Buktinya sekarang, apa? Ah, sudahlah.
Saya tidak mau berpikir apa-apa mengenai hal tersebut selain menyeruput kopi hitam lalu menggigit sepotong uli goreng. Bukan wewenang saya kalau sudah urusan tagih-menagih.
Kopi hitam dan uli goreng. Halaman depan malam yang basah. Sebuah kolaborasi yang aduhai, tentunya, dengan uli goreng yang mengingatkan saya pada mbah saya di dusun yang jauh sewaktu menggoreng jadah di atas tungku kayu ketimbang berpikir ulang mengenai hal yang tidak perlu merepotkan saya.
Sarwan, Bu Lia, dan Pak Odang sedang kehilangan kata-kata. Saya maklum atas keterbatasan yang tengah melanda "diskusi" mereka. Sarwan seorang Sarjana Akutansi, Bu Lia hanya lulusan SMA, dan Pak Odang lulusan STM entah apa jurusannya.
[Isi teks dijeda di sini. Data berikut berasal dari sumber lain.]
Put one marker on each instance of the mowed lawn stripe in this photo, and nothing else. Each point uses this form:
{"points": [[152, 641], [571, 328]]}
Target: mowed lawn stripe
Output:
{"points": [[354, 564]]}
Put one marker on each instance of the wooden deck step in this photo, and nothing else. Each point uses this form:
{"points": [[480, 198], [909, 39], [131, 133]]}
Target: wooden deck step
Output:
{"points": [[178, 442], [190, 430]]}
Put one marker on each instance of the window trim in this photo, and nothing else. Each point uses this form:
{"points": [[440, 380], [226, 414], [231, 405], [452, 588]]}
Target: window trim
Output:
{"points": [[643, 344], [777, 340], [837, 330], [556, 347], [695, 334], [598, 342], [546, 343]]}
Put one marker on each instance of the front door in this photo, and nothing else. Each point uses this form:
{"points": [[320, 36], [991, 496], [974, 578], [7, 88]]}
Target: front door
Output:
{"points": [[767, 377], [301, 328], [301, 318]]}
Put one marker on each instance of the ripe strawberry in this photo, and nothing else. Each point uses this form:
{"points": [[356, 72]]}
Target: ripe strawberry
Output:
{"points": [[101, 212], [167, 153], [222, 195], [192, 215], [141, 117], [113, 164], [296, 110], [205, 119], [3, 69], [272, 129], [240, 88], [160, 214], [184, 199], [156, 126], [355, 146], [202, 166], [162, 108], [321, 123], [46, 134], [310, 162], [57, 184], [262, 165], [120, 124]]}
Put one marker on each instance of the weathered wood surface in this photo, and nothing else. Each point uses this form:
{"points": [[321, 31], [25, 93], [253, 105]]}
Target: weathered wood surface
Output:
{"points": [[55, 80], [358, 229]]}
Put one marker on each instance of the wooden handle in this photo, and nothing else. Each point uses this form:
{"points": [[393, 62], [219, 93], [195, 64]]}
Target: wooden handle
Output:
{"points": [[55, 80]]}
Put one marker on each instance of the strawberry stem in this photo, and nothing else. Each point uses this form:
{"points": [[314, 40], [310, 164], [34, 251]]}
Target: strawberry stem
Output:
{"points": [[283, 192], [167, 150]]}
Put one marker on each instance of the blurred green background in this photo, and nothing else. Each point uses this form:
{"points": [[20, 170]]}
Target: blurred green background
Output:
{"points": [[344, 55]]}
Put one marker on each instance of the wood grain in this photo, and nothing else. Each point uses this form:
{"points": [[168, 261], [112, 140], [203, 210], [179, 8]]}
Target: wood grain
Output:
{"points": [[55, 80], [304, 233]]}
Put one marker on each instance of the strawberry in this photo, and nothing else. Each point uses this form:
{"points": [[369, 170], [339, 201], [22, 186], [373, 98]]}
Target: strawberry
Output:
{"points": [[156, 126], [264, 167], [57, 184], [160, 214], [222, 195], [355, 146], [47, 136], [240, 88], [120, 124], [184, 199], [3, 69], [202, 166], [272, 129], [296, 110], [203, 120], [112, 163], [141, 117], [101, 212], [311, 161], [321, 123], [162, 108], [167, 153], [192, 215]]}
"Tadi saya baru dapat kabar, Pak Sarwan," kata Bu Lia yang seketika memecah kemacetan obrolan. "Turap yang pernah saya buat di dekat rumah Pak Sarwan itu juga roboh. Sekitar seminggu setelah turap kita roboh."
"Terus, pengembangnya bagaimana?"
"Pengembang tidak meminta kembali pembayarannya. Malah saya dibuatkan kontrak baru untuk perbaikan turap."
Nah, itu baru pengembang yang sesungguhnya dengan keputusan yang benar, gumam saya.
Saya berpikir mundur sejenak tentang ajakan Sarwan, keberangkatan saya, dan seterusnya. Juga biaya perjalanan dan sambutan Sarwan. Ada sedikit penyesalan, mengapa saya percaya dan mau saja diajak Sarwan bekerja di proyek miliknya Pak Demun itu.